Que faire pour le choix du vin avec les plats dominés par la pomme, qu'elle soit fraîche ou cuite, et complétés par les ingrédients de la même rafraîchissante famille? Si le plat dicte le choix d'un vin blanc, qu'il soit sec ou liquoreux, il faut en élever légèrement la température de service de ce dernier, sinon les composés aromatiques «au goût de froid» de ces ingrédients rehausseront la perception du froid, pour ainsi rendre le vin encore plus froid!

De plus, ces mêmes aliments à la saveur très fraîche renforcent la perception de l'acidité et de l'amertume dans le vin, le froid momentané des papilles étant ici en cause. D'où l'importance de servir le vin blanc moins froid que d'habitude. Tout comme de ne pas sélectionner des vins blancs à l'acidité mordante - ce qui est souvent prescrit avec la pomme -, et de ne pas opter pour des vins où l'amertume est trop appuyée.

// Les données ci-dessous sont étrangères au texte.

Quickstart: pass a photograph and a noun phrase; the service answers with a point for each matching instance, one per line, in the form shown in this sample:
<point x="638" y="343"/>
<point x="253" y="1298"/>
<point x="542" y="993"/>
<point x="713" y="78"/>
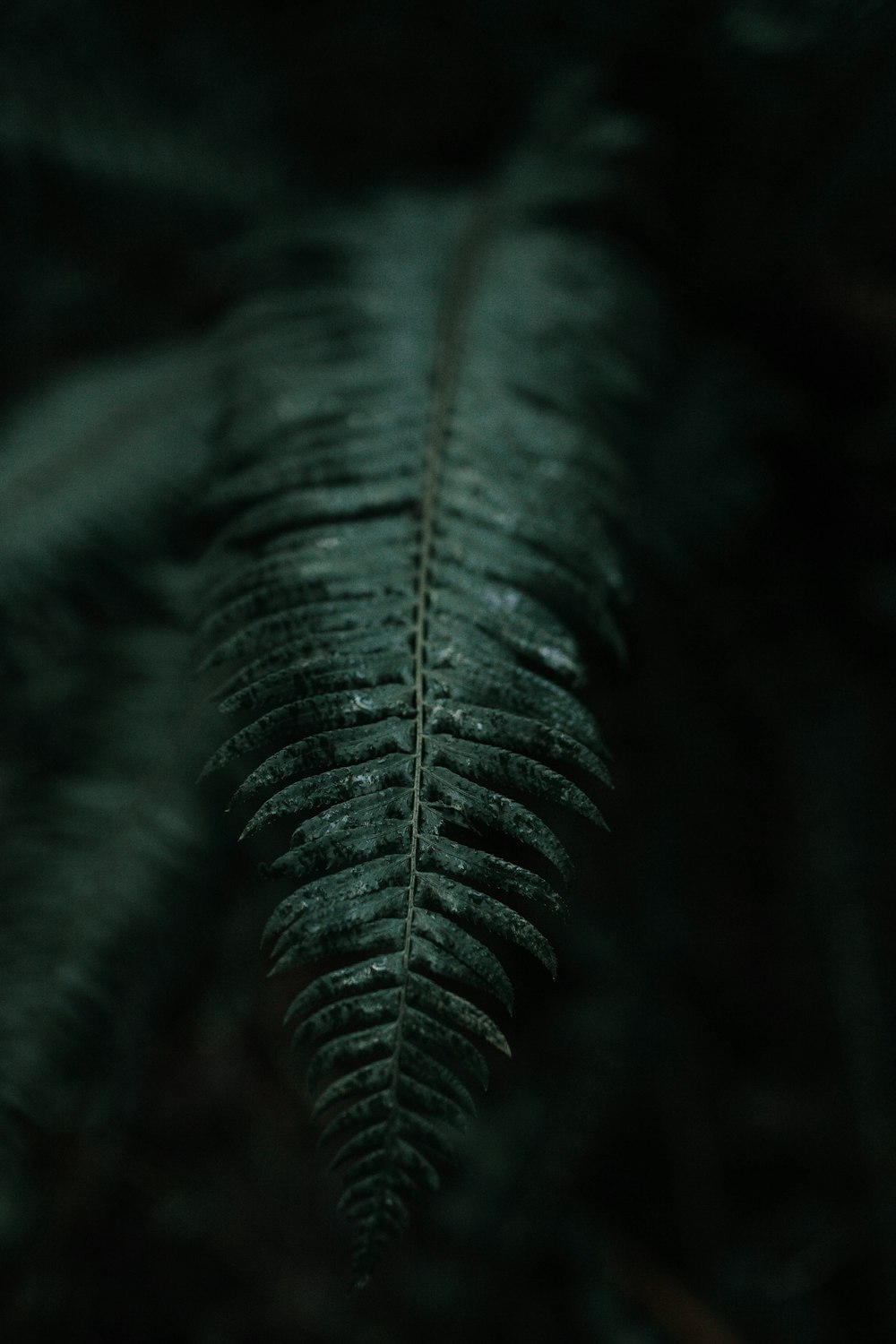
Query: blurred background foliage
<point x="694" y="1142"/>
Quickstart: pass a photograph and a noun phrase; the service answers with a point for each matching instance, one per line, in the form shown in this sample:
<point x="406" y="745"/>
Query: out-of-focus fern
<point x="413" y="550"/>
<point x="107" y="881"/>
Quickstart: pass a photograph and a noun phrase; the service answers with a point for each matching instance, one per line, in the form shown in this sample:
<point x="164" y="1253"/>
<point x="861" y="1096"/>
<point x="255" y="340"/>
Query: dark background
<point x="694" y="1140"/>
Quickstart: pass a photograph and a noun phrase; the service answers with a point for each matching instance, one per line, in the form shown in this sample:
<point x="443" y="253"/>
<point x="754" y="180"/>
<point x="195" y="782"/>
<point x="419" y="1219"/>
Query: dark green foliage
<point x="413" y="556"/>
<point x="325" y="375"/>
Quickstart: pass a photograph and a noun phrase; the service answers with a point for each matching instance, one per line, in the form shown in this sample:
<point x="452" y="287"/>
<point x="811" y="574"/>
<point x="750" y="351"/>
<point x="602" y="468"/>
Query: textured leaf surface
<point x="411" y="553"/>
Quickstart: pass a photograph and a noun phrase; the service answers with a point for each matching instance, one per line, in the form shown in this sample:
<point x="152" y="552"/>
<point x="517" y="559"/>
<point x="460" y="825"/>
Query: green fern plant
<point x="411" y="556"/>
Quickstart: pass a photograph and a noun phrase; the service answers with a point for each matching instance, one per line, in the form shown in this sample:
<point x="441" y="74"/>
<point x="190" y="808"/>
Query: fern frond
<point x="413" y="554"/>
<point x="99" y="465"/>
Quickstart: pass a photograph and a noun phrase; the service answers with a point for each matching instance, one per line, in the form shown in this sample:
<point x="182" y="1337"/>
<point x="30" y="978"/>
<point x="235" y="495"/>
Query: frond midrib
<point x="447" y="371"/>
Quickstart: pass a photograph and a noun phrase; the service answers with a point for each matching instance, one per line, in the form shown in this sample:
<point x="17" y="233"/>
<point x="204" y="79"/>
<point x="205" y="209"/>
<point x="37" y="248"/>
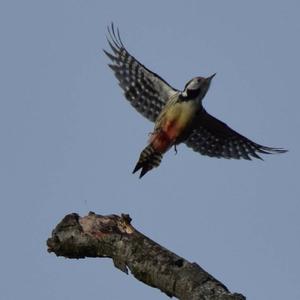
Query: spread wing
<point x="146" y="91"/>
<point x="214" y="138"/>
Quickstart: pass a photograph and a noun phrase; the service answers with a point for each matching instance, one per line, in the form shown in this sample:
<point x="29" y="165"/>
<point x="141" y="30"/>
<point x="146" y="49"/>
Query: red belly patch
<point x="165" y="137"/>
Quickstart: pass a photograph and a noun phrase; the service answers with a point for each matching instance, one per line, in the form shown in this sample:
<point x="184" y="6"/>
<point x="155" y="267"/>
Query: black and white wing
<point x="214" y="138"/>
<point x="146" y="91"/>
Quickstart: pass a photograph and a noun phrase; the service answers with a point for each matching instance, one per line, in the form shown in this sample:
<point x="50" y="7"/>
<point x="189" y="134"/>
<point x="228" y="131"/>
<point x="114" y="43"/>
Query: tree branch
<point x="113" y="236"/>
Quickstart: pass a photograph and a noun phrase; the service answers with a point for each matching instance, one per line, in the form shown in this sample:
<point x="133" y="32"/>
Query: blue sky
<point x="69" y="141"/>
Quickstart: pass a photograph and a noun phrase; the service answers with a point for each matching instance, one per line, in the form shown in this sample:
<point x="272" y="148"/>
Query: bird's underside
<point x="154" y="98"/>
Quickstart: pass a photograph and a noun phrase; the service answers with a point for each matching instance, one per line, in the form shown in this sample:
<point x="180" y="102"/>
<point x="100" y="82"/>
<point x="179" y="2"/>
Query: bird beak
<point x="211" y="77"/>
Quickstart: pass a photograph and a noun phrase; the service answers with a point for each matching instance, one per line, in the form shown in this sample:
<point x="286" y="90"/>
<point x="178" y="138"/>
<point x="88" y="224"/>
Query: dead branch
<point x="114" y="237"/>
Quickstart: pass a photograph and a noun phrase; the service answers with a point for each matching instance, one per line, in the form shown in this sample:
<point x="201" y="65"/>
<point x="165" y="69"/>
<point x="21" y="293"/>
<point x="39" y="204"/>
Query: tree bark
<point x="113" y="236"/>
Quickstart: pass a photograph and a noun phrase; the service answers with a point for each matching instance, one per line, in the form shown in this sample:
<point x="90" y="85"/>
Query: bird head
<point x="197" y="87"/>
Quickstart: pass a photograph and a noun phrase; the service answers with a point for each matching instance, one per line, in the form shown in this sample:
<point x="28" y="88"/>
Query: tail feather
<point x="149" y="159"/>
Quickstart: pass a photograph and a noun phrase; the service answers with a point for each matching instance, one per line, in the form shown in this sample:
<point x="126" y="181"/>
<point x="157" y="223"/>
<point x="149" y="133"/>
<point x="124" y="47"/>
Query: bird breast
<point x="173" y="124"/>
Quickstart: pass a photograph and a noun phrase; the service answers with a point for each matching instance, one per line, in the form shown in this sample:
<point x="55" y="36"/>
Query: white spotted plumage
<point x="151" y="95"/>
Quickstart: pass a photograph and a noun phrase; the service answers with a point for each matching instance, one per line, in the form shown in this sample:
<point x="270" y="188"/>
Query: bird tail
<point x="149" y="159"/>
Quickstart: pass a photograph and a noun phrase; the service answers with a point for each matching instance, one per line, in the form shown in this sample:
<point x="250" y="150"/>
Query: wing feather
<point x="146" y="91"/>
<point x="214" y="138"/>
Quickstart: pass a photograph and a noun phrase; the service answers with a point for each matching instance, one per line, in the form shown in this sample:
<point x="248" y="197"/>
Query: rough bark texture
<point x="113" y="236"/>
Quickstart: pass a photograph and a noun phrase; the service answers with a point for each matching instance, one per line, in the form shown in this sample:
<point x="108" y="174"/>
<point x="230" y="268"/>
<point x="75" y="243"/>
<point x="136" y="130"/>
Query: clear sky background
<point x="69" y="141"/>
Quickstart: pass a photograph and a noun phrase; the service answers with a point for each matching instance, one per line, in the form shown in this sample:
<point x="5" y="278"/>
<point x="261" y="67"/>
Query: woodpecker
<point x="179" y="116"/>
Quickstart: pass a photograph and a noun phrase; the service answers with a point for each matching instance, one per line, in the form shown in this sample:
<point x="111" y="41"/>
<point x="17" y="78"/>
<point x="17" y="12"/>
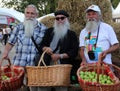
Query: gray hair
<point x="33" y="6"/>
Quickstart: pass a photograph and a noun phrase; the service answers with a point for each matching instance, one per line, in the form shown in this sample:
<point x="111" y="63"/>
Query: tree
<point x="44" y="6"/>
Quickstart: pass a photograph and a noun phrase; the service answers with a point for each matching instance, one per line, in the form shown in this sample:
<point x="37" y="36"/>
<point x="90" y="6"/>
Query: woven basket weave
<point x="89" y="86"/>
<point x="15" y="74"/>
<point x="54" y="75"/>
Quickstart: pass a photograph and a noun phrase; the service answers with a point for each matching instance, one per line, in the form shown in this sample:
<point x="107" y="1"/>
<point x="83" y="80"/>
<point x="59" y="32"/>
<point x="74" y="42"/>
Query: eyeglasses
<point x="58" y="18"/>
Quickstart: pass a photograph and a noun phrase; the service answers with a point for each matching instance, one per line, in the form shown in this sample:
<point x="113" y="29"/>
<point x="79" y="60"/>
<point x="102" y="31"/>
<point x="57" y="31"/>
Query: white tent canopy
<point x="12" y="13"/>
<point x="40" y="18"/>
<point x="116" y="12"/>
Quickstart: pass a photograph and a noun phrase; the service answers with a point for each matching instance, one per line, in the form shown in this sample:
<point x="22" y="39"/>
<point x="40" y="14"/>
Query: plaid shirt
<point x="25" y="48"/>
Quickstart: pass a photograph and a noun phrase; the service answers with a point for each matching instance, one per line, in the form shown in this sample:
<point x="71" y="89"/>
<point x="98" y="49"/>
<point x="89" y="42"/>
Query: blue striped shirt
<point x="25" y="48"/>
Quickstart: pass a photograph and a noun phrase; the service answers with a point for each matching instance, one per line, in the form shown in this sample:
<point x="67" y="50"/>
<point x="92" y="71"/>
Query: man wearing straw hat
<point x="97" y="37"/>
<point x="61" y="44"/>
<point x="20" y="37"/>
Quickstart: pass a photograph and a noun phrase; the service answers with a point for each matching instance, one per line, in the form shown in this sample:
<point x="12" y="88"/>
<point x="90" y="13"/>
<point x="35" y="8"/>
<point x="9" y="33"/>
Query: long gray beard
<point x="60" y="30"/>
<point x="92" y="26"/>
<point x="29" y="25"/>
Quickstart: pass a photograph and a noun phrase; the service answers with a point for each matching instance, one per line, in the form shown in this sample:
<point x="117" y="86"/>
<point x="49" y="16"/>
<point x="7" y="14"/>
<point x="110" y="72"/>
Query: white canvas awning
<point x="12" y="13"/>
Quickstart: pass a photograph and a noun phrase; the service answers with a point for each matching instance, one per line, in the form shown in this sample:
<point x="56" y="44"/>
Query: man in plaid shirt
<point x="26" y="50"/>
<point x="21" y="37"/>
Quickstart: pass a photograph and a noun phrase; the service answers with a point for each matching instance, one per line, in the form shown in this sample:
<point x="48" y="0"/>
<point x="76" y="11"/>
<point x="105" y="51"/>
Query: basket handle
<point x="6" y="60"/>
<point x="41" y="58"/>
<point x="9" y="65"/>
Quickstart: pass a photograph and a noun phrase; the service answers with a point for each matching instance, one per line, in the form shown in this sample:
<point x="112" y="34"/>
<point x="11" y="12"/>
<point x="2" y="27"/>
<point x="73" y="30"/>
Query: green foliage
<point x="114" y="3"/>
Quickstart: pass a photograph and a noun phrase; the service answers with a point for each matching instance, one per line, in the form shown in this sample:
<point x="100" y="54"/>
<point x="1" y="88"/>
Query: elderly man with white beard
<point x="96" y="38"/>
<point x="60" y="43"/>
<point x="20" y="37"/>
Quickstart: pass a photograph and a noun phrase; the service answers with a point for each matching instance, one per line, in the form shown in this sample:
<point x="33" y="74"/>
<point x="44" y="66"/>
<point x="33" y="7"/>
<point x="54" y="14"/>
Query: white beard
<point x="29" y="25"/>
<point x="92" y="26"/>
<point x="60" y="30"/>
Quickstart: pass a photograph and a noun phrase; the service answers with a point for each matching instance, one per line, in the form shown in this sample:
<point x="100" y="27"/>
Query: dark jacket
<point x="69" y="45"/>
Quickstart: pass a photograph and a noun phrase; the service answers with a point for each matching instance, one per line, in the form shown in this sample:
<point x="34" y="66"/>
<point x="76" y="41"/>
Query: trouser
<point x="48" y="88"/>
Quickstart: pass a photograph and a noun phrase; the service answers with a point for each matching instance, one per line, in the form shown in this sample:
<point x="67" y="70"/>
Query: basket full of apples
<point x="99" y="76"/>
<point x="11" y="77"/>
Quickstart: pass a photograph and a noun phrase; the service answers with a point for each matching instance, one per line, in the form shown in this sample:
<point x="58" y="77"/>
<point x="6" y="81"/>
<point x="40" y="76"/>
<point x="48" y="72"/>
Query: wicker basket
<point x="104" y="69"/>
<point x="54" y="75"/>
<point x="15" y="74"/>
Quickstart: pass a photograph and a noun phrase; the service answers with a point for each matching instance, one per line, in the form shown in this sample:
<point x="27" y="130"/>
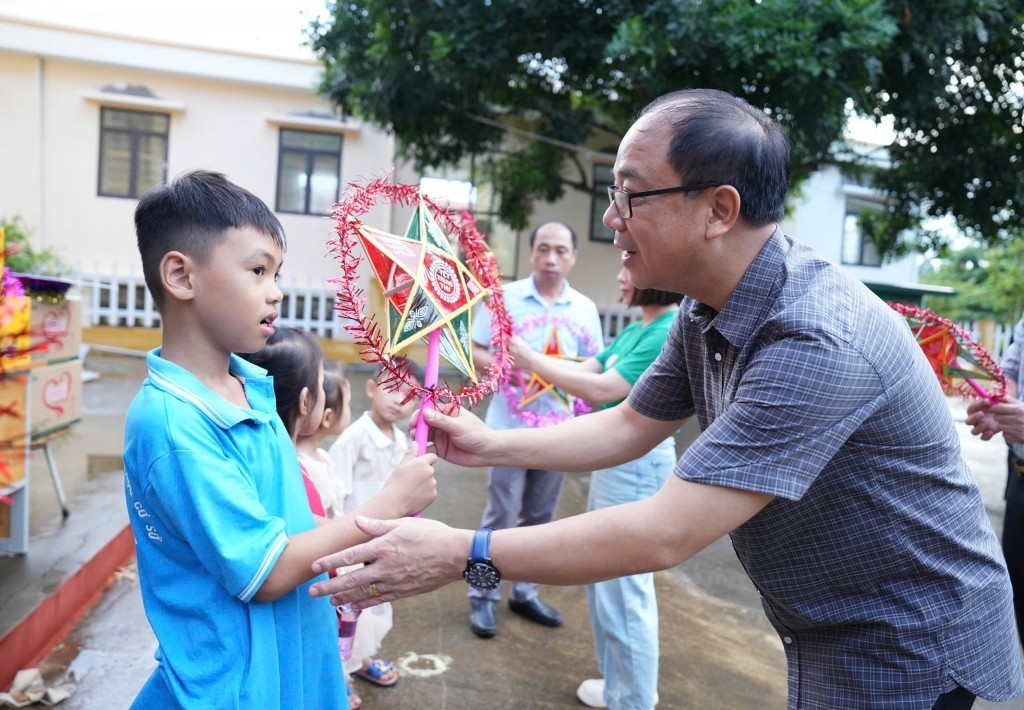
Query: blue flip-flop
<point x="378" y="673"/>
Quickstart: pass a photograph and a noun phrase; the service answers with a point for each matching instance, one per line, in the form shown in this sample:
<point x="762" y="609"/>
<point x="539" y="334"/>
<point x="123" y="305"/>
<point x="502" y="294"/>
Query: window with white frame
<point x="308" y="171"/>
<point x="132" y="151"/>
<point x="858" y="248"/>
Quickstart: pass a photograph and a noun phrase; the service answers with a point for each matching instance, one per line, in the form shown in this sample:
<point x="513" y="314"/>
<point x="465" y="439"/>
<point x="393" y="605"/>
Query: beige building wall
<point x="226" y="112"/>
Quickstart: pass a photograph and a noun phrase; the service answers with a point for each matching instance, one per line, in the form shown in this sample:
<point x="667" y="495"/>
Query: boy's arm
<point x="410" y="490"/>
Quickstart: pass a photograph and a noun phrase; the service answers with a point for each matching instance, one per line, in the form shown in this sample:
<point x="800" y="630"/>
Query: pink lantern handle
<point x="429" y="383"/>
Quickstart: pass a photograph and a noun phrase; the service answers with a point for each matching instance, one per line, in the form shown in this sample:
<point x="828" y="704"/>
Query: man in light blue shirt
<point x="552" y="317"/>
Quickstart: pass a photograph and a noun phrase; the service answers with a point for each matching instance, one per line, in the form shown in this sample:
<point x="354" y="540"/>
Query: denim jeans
<point x="624" y="611"/>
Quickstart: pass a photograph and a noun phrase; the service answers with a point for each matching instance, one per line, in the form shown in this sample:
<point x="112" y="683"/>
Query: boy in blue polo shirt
<point x="224" y="536"/>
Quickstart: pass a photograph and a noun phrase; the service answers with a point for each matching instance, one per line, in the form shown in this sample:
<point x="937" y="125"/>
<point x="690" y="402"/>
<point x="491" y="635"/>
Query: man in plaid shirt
<point x="826" y="451"/>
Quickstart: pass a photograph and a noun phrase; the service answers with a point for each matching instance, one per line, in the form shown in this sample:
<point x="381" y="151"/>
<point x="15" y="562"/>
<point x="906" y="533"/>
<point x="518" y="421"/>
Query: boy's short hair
<point x="190" y="215"/>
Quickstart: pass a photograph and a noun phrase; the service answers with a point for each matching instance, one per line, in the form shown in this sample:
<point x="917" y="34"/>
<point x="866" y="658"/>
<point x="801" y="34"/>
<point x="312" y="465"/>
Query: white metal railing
<point x="116" y="299"/>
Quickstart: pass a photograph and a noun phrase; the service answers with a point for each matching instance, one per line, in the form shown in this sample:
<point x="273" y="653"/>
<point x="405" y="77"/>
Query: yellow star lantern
<point x="426" y="287"/>
<point x="537" y="385"/>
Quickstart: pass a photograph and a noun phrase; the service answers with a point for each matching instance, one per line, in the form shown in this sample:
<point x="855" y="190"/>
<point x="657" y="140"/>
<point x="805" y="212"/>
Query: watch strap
<point x="480" y="548"/>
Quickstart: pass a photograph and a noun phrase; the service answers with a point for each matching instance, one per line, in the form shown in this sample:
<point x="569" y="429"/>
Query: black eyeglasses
<point x="623" y="199"/>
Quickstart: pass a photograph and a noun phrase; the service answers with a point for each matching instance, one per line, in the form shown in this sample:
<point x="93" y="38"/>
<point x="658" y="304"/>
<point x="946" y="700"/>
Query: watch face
<point x="481" y="575"/>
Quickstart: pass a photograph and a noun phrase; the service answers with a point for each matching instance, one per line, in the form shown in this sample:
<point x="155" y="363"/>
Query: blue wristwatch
<point x="480" y="573"/>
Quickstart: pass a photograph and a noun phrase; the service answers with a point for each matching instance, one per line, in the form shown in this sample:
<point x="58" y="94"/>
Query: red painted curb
<point x="35" y="636"/>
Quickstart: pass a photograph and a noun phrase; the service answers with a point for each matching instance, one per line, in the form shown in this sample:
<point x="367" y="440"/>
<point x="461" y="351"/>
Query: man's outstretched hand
<point x="462" y="439"/>
<point x="406" y="557"/>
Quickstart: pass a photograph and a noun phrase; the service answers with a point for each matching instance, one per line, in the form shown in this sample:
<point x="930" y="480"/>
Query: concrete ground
<point x="717" y="649"/>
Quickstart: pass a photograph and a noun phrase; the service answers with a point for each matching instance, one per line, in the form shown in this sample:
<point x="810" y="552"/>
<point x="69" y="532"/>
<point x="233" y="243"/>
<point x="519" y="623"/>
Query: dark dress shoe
<point x="482" y="620"/>
<point x="537" y="611"/>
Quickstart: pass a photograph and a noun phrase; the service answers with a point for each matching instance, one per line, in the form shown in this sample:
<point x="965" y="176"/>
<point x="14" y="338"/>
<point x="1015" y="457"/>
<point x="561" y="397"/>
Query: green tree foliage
<point x="442" y="74"/>
<point x="987" y="282"/>
<point x="23" y="257"/>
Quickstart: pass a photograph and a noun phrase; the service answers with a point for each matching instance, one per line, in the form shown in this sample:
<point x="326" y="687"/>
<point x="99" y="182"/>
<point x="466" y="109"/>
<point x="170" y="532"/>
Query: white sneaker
<point x="591" y="693"/>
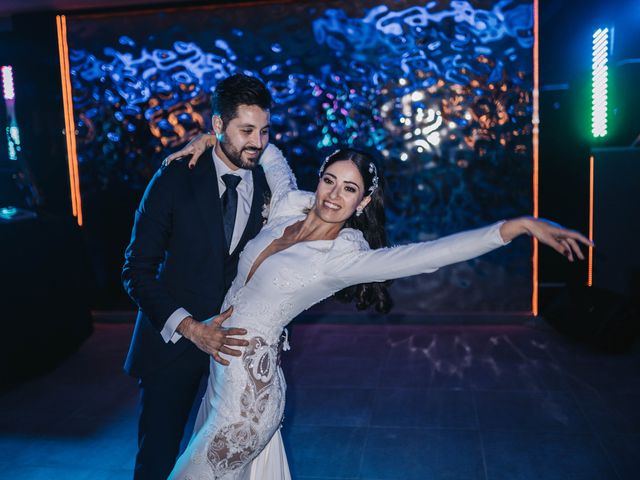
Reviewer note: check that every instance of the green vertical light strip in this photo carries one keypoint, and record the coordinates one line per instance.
(599, 82)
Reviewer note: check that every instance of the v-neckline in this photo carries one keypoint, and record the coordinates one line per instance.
(252, 271)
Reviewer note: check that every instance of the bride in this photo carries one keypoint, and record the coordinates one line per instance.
(313, 245)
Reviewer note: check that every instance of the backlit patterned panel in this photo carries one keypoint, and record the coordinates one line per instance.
(442, 90)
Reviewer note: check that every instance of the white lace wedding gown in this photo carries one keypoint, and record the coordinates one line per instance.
(237, 432)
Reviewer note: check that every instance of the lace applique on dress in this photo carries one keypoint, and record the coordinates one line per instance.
(235, 445)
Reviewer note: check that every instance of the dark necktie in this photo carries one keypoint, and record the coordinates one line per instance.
(229, 205)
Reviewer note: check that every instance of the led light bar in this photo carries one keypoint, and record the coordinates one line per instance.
(7, 83)
(599, 82)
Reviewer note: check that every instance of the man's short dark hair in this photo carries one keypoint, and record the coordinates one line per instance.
(237, 90)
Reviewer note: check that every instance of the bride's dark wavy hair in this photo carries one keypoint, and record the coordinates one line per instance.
(372, 225)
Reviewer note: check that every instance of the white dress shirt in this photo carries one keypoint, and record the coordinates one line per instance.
(245, 195)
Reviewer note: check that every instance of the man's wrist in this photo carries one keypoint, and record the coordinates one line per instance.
(186, 327)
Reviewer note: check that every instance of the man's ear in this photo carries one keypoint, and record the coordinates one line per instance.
(218, 124)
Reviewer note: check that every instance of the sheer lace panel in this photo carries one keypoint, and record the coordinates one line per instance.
(235, 445)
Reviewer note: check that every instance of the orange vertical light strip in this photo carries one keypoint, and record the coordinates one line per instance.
(66, 123)
(72, 156)
(591, 192)
(536, 148)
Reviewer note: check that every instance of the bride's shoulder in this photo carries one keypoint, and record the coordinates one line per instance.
(351, 239)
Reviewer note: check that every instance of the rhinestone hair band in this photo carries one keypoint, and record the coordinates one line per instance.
(372, 170)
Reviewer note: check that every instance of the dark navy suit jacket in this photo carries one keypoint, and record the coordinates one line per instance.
(177, 256)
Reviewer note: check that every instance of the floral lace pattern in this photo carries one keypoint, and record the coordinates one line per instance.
(234, 445)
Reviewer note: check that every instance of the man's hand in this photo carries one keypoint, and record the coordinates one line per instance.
(210, 337)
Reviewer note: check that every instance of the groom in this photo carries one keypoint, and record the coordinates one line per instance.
(189, 230)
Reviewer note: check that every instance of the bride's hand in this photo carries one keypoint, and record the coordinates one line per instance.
(564, 241)
(195, 148)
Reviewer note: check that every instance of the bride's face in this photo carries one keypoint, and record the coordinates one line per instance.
(340, 191)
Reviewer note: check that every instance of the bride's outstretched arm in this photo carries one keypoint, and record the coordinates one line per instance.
(396, 262)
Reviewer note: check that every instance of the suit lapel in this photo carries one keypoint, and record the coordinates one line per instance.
(254, 222)
(205, 186)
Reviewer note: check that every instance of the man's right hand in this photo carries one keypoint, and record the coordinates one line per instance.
(210, 337)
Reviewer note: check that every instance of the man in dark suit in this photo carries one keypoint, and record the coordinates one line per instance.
(189, 229)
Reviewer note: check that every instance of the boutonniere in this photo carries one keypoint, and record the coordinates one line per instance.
(266, 206)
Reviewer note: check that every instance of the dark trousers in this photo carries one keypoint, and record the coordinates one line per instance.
(166, 399)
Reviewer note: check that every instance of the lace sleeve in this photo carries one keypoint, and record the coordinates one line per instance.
(279, 175)
(362, 265)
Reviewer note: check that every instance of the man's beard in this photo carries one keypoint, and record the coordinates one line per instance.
(235, 156)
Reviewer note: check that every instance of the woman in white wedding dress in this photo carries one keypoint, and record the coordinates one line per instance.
(308, 250)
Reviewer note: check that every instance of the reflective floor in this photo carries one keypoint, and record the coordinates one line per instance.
(368, 402)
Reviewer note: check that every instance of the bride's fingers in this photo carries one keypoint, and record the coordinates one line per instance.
(551, 241)
(567, 249)
(176, 155)
(576, 248)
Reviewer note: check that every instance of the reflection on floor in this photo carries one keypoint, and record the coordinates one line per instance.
(368, 402)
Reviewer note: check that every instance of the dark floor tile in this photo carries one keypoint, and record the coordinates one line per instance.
(419, 454)
(335, 372)
(549, 411)
(624, 453)
(419, 369)
(324, 451)
(610, 413)
(346, 407)
(18, 472)
(424, 408)
(542, 455)
(605, 374)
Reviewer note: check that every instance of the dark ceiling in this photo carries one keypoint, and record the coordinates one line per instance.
(11, 7)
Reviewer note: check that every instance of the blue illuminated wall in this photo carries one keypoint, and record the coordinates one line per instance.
(442, 90)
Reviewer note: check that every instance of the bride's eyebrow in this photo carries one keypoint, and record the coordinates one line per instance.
(345, 181)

En blancs secs, il faut mettre à son carnet d'achat les vins à dominance de sauvignon blanc, de riesling, de romorantin ou de grüner veltliner, ainsi que d'albariño ou de verdejo, sans oublier certains chardonnays de climat frais et élevés en cuve inox, comme ceux de Chablis. En rouge, le choix est plus restreint. Seul le cabernet franc possède à la fois les propriétés au goût de froid et la structure pour demeurer en selle devant les saveurs de la pomme et de ses ingrédients "jumeaux". Enfin, le goût de froid réduit la sensation sucrée des vins liquoreux en haussant leur acidité et leur amertume. Ce qui permet comme par magie de brider le sucre de ces vins trop peu servis à table. Optez alors pour des blancs liquoreux à base des mêmes cépages proposés pour les vins secs.

Quelles pistes suivre?

Une fois ces données acquises grâce aux recherches en «sommellerie moléculaire», sur lesquelles je planche à temps plein, vous vous demandez peut-être ce que l'on mange et ce que l'on boit. Alors, allons-y de quelques pistes harmoniques à la fois plus gourmandes et plus précises que jamais. Le plus simplement du monde, afin de vous permettre de constater la véracité de mes résultats de recherches à la fois théoriques et pratiques, cuisinez-vous un sandwich au fromage de chèvre frais, avec de fines tranches craquantes de pomme, de poivron et de concombre, avec de la menthe fraîche et du wasabi.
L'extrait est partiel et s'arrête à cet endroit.